One of Us is Lying was a super quick and fun read. Five walking cliches walk into detention. Only four walk out. This is the Breakfast Club with a murder mystery twist. A jock. A princess. A geek. A criminal. One dead outcast. Each one of them is hiding something, but which one of them did it? Well, you will just have to read and find out.


I read this novel easily in less than twenty-four hours. I don’t often read young adult fiction and even rarer, one that is not fantasy but I thoroughly enjoyed this one and read most of it with a ridiculous grin on my face. As a fan of the Breakfast Club I also couldn’t help myself but picture Cooper, Addy and Nate as Emilio Esteves, Molly Ringwood and Judd Nelson respectively (I only rematched it just last week).
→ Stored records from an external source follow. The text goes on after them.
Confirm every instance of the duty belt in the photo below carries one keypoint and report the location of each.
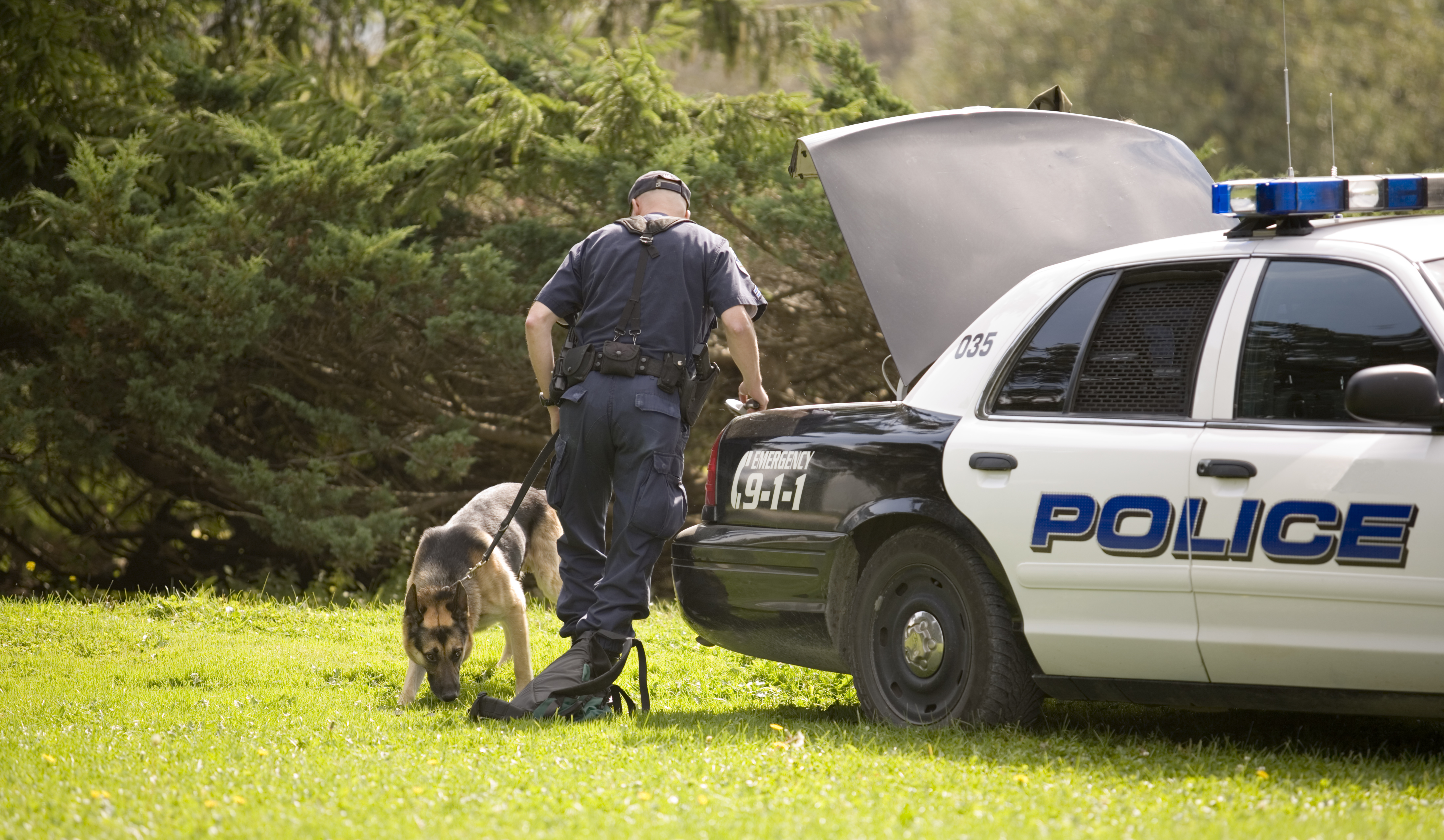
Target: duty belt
(650, 367)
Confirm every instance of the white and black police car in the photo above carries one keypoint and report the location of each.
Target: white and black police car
(1184, 450)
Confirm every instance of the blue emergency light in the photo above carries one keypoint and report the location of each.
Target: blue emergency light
(1294, 197)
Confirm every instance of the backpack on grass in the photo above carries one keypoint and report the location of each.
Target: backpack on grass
(581, 685)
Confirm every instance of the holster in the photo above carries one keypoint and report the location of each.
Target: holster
(673, 373)
(571, 369)
(695, 392)
(620, 358)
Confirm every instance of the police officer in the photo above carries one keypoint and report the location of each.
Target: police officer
(622, 433)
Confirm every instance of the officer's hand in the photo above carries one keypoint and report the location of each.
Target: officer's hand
(748, 392)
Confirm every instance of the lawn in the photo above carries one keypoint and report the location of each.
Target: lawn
(209, 716)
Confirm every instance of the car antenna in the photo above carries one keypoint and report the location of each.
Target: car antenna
(1289, 128)
(1333, 151)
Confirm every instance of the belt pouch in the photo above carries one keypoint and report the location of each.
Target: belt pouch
(577, 363)
(695, 392)
(620, 358)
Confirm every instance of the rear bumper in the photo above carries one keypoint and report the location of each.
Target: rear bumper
(760, 592)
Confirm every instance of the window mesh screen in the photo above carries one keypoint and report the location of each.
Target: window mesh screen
(1146, 347)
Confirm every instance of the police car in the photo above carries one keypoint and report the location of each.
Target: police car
(1175, 442)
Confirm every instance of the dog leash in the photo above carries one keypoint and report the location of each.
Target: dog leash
(526, 486)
The prose and storyline were pretty simple and straight forward, which was a nice change after reading The Shadow of the Wind the day before. The books is built on cliches and even their secrets are a tad cliche (which I don’t say in a negative way) so if you aren’t one for stereotypes maybe give this a miss, the entire premise is built on it. I really enjoyed the stereotypes at the beginning that left room for character development within the novel and I came to love each and everyone of the characters by the end of the novel, Addy in particular. The twists were not too farfetched but work within the range of the plot and finish the story off nicely.


Overall this was fun and consuming, a great young adult read – especially if you are a fan of the Breakfast Club (seriously, if you haven’t watched it please do so immediately) with a side of mystery with great pacing. I give One of Us is Lying three mobile phones, key to the mystery.